Lilli and Dad’s Great Adventure

As my dad and I pulled into Mitchell, Oregon, we saw a small espresso shop on the side of the two-lane highway. Enjoying our fresh peach smoothies, we chatted with a friendly gentleman and inquired about the town’s attractions and sleeping accommodations. He told us about a haunted motel in the middle of town that had appeared on Ghost Hunters. We quickly dismissed that option and considered his other suggestion–camping in the city park in the middle of town. I was a little skeptical and asked him for reassurance. He said, “Well I would know, I am the mayor.”

My 61 year-old dad has always been a wild adventurer, putting his body through extreme tests of endurance. When he asked me to join him on a 40-year bucket list item, to bicycle across the country, from the Oregon coast to the Virginia beach, I dropped everything to follow him in the chase car on this adventure. We had very little insight about what we were in for. Scenic Byways. Treacherous heat. Freezing rain. No Wi-Fi. Small-town America. Could we make it?

The Transamerica Bicycle Route was founded in the 1970s by two couples wanting to explore our country. The route covers 4,228 miles and features 220,000 feet of elevation gain with significant fluctuations in weather. Around 1,000 people worldwide bicycle across the Transamerica Bicycle Route each year.

We departed for Astoria on June 1, leaving the comforts of home behind for eight weeks. Our journey got off to a wet start in Oregon as we camped in the chilling rain for four days. It became apparent very early on just how dangerous this expedition was. There was almost no shoulder on the two-lane byways, making cycling incredibly risky in the wet conditions.

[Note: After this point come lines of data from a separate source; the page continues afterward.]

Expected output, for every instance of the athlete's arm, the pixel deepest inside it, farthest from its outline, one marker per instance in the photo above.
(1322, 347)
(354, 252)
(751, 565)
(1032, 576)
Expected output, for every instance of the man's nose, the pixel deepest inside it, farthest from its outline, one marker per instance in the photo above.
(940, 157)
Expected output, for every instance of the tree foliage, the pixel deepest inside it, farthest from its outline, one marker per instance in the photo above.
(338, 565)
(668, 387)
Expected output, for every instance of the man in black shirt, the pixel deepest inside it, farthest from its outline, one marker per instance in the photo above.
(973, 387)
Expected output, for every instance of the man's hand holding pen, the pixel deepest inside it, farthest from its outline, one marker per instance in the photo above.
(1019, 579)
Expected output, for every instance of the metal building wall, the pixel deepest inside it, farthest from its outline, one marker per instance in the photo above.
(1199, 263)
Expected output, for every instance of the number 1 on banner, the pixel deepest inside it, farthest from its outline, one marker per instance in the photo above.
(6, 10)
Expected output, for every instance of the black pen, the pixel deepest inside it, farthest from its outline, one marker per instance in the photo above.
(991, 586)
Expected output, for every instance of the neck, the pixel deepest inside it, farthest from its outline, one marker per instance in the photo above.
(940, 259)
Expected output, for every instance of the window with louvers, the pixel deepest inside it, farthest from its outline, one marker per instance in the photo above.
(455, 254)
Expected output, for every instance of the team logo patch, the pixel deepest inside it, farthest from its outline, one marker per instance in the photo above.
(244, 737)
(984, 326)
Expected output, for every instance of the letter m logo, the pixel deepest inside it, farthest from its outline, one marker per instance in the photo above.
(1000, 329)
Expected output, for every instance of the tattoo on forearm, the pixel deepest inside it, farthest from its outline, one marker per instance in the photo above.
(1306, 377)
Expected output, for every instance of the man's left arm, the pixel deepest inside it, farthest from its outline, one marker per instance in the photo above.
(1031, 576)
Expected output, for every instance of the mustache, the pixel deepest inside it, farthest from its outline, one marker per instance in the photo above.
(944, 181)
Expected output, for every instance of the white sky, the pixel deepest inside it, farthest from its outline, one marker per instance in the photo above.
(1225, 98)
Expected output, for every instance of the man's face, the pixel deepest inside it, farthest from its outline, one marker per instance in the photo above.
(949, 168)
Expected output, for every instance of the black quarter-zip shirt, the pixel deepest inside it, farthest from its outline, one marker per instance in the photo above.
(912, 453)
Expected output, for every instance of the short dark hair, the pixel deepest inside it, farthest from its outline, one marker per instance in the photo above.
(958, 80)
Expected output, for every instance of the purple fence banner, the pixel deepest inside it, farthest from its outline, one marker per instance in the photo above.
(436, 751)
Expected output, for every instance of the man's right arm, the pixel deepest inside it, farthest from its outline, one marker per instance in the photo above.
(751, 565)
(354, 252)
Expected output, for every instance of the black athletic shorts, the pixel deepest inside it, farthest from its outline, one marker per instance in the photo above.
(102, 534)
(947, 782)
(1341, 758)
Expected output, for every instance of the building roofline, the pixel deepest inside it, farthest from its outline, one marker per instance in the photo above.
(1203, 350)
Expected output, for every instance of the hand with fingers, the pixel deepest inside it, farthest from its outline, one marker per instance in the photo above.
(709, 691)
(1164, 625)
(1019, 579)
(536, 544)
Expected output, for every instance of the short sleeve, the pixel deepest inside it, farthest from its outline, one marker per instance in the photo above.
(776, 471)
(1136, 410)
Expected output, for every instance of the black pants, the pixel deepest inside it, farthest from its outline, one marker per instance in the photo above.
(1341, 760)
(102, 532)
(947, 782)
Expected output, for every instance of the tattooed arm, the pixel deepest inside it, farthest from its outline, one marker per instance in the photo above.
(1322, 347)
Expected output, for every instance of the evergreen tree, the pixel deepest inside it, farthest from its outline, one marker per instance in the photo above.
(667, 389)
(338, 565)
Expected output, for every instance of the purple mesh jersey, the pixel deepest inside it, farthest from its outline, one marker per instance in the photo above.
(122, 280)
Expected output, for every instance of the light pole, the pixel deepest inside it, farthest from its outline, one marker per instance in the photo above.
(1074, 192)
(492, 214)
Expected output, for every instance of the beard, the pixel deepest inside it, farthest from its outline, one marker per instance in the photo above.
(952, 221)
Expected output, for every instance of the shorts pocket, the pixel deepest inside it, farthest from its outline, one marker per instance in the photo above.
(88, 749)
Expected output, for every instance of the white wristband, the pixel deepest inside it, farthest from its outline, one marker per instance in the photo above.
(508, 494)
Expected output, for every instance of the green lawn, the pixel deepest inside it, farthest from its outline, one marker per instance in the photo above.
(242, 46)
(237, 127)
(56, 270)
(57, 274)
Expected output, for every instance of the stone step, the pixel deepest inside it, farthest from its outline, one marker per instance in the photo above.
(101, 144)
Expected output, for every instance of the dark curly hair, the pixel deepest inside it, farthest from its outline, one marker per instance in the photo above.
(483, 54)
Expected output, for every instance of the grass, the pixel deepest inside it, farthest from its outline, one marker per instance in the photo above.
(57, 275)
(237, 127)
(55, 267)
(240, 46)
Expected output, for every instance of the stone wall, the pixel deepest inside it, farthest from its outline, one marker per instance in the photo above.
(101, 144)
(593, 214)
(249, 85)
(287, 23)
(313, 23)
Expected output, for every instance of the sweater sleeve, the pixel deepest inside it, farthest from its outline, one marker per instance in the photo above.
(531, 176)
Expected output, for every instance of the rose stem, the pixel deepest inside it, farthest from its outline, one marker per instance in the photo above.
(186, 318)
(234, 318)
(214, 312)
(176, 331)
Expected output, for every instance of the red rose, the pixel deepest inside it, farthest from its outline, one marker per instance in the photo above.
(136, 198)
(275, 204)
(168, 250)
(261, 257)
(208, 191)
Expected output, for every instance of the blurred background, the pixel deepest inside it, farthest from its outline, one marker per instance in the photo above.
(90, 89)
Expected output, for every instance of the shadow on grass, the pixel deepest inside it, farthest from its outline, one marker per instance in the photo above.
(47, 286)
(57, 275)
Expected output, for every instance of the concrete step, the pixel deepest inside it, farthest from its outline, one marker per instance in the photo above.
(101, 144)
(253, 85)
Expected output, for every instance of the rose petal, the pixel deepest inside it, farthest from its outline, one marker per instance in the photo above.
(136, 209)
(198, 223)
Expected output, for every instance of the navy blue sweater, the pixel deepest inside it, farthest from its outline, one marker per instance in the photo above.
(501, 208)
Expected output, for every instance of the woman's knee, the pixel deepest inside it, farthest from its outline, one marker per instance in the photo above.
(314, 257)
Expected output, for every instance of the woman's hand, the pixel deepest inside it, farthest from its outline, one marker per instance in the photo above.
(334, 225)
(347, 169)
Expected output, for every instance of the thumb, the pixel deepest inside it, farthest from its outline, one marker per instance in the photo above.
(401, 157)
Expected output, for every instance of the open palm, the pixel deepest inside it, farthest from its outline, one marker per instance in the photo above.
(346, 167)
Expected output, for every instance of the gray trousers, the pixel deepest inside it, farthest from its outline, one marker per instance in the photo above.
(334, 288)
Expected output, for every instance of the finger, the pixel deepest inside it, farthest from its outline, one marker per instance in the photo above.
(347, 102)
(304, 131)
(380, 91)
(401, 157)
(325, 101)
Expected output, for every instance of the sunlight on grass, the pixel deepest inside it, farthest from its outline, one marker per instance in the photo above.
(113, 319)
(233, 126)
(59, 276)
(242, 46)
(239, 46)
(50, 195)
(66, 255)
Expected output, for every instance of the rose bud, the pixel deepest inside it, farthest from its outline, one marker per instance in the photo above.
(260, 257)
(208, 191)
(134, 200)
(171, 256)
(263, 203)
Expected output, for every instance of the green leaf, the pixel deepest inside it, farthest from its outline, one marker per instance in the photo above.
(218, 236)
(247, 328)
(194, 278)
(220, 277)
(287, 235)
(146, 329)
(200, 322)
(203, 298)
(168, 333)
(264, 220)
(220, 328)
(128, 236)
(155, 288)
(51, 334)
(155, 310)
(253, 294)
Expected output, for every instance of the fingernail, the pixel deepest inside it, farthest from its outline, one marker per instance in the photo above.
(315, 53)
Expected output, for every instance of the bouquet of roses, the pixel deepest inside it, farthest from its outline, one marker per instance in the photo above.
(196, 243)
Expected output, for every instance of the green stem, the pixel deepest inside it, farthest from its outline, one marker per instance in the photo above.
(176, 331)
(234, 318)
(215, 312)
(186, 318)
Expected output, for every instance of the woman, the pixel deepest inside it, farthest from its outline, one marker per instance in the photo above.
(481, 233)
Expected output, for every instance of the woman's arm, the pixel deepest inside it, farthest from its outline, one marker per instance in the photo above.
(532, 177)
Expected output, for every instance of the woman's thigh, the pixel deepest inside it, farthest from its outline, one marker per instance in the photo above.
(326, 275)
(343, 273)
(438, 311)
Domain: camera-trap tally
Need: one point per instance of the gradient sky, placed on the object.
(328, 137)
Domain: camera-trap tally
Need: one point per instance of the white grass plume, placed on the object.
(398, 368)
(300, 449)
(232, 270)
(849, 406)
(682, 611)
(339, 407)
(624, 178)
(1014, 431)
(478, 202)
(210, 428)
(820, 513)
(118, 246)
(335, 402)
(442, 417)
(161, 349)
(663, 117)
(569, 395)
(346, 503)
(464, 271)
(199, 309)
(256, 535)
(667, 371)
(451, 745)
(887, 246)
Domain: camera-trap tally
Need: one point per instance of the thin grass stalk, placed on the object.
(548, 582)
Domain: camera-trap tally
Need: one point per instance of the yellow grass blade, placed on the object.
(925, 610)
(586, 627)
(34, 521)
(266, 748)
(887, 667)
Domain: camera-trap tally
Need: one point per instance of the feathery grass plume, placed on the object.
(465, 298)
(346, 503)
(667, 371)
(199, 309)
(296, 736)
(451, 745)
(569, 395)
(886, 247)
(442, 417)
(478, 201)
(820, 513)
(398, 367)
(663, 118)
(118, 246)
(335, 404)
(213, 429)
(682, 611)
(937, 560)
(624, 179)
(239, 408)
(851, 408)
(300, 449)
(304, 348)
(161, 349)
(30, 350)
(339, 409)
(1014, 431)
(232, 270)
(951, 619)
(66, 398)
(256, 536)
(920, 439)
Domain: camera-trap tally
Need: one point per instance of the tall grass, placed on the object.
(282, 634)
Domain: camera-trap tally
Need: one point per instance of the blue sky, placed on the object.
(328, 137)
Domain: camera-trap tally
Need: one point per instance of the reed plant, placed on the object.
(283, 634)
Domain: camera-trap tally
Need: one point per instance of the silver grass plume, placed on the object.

The route continued through central Oregon, along the Salmon Rivers of Idaho, guiding us upward to Montana. We were greeted in Wyoming by the breathtaking Grand Tetons and continued to head south through the brutal mountainous terrain of Colorado.

Roughing it in our tents was challenging. We camped on a community center lawn in Oregon, through forty-mile-an-hour winds in Montana, in a chuckwagon through a 29-degree night in Wyoming, and on top of a fire ant community in Colorado.

The Kansas plains were a break from the high altitude, but with temperatures over 100 degrees, we finally ditched our tents in favor of air conditioning at hotels and hostels. After we left Illinois, the steep hills of the Ozarks in Missouri were as difficult to cycle as the mountains in Colorado. Visibility was severely compromised by the morning fog, followed by 95% humidity that plagued Missouri on most days.

Kentucky offered white-fenced rolling farmlands that took us through the Appalachians in Virginia. Other cyclists warned us that dogs would be a significant obstacle in Kentucky and weren’t exaggerating. Thankfully, my Dad succeeded in pedaling faster than the dogs could run. He rode about 70 miles daily, or six to seven hours. We reached the East Coast as the mountains morphed into gentle slopes and ended in Virginia’s low, historic cities.

Witnessing small-town America set the tone for the trip. We met small business owners with a lot of heart, and their establishments reflected that. We got to know the compassionate individuals who made these communities feel like home.

Finally, after pedaling 4,228 miles, we made it to Yorktown, VA. We thought about quitting more times than I care to admit. Still, each day we decided to look past discomfort and embrace the growth that comes with any adversity. We took a step back from everything we knew, fully ascended into a new way of life, and discovered how to thrive. My Dad has always taught me that growth does not come from comfort. I witnessed this firsthand and discovered just how much grit and determination he has. I learned to have fun in challenging times and see the beauty that those challenges can bring. Thanks, Dad!